Entre 1993 et 2005, les services secrets allemands (BND) ont recruté des journalistes pour surveiller leurs collègues : les sujets sur lesquels ils enquêtaient, leurs sources et leur vie privée. Selon l’ancien espion Wilhelm Dielt, qui a travaillé pour le magazine Focus en échange de 380 000 dollars sous le nom de code Dali, d’autres rédactions ont été infiltrées, notamment Der Spiegel, Stern, Berliner Zeitung et Süddeutsche Zeitung.

En 2012, le journaliste du NYT Mark Mazzett a envoyé une copie d’un article de sa collègue chroniqueuse Maureen Dowd à la porte-parole de la CIA Marie Harf. L’article de M. Dowd portait sur une fuite de l’agence à Hollywood concernant le film Zero Dart Thirty (sur Oussama Ben Laden).

En août 2013, le rédacteur et éditeur Wayne Madsen a cité le fait que les agents de renseignement opérant sous couvert de la presse prennent des rôles différents et travaillent pour les services de renseignement. Les médias infiltrés comprennent Radio Free Europe, Radio Free Liberty, Radio Free Asia, Alhurra, Radio Sawa, Radio et TV Marti, ainsi que Voice of America. D’autres médias signalés comme étant des façades de la CIA sont le Kyuv Oistm Cambodia Daily et Lidove Noviny à Prague.

Il existe de nombreux journalistes qui, sous couvert d’être « indépendants », obtiennent des financements et des autorisations pour accompagner l’armée et la marine américaines dans leurs opérations, en échange d’articles bienveillants. Pour Martin Edmonds, analyste britannique au Centre for Defence and Security Studies, cette subordination est inacceptable, car elle affecte leur rôle dans la démocratie et ils perdent toute crédibilité et indépendance, dit-il.

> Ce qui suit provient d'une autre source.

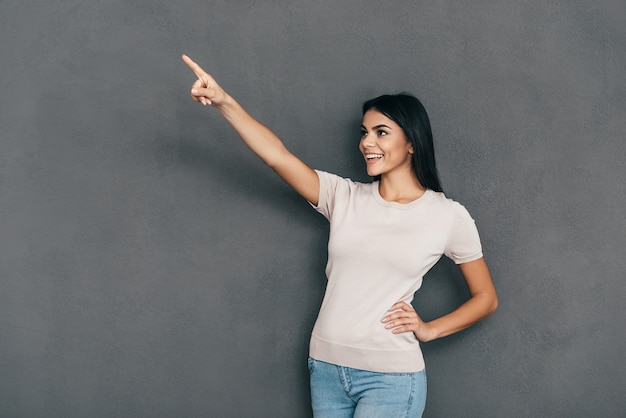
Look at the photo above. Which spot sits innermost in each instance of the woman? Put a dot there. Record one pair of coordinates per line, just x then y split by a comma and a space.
365, 359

Correspondants, journalistes indépendants, rédacteurs, directeurs de l’information, chroniqueurs et commentateurs sont désormais dans le collimateur des services de renseignement. Les documents de Snowden confirment que le Centre de communication du gouvernement (GCHQ), l’une des trois principales agences de renseignement britanniques, classe les journalistes d’investigation comme une menace similaire aux terroristes, aux pirates informatiques et aux criminels. En outre, elle et d’autres agences envoient des messages de spam, surveillent les médias sociaux et utilisent des outils sophistiqués pour manipuler les sondages, les statistiques et les chiffres en ligne.

En conclusion, il convient de souligner que cette relation trouble accroît la méfiance du public à l’égard des médias et que personne n’est tenu pour responsable.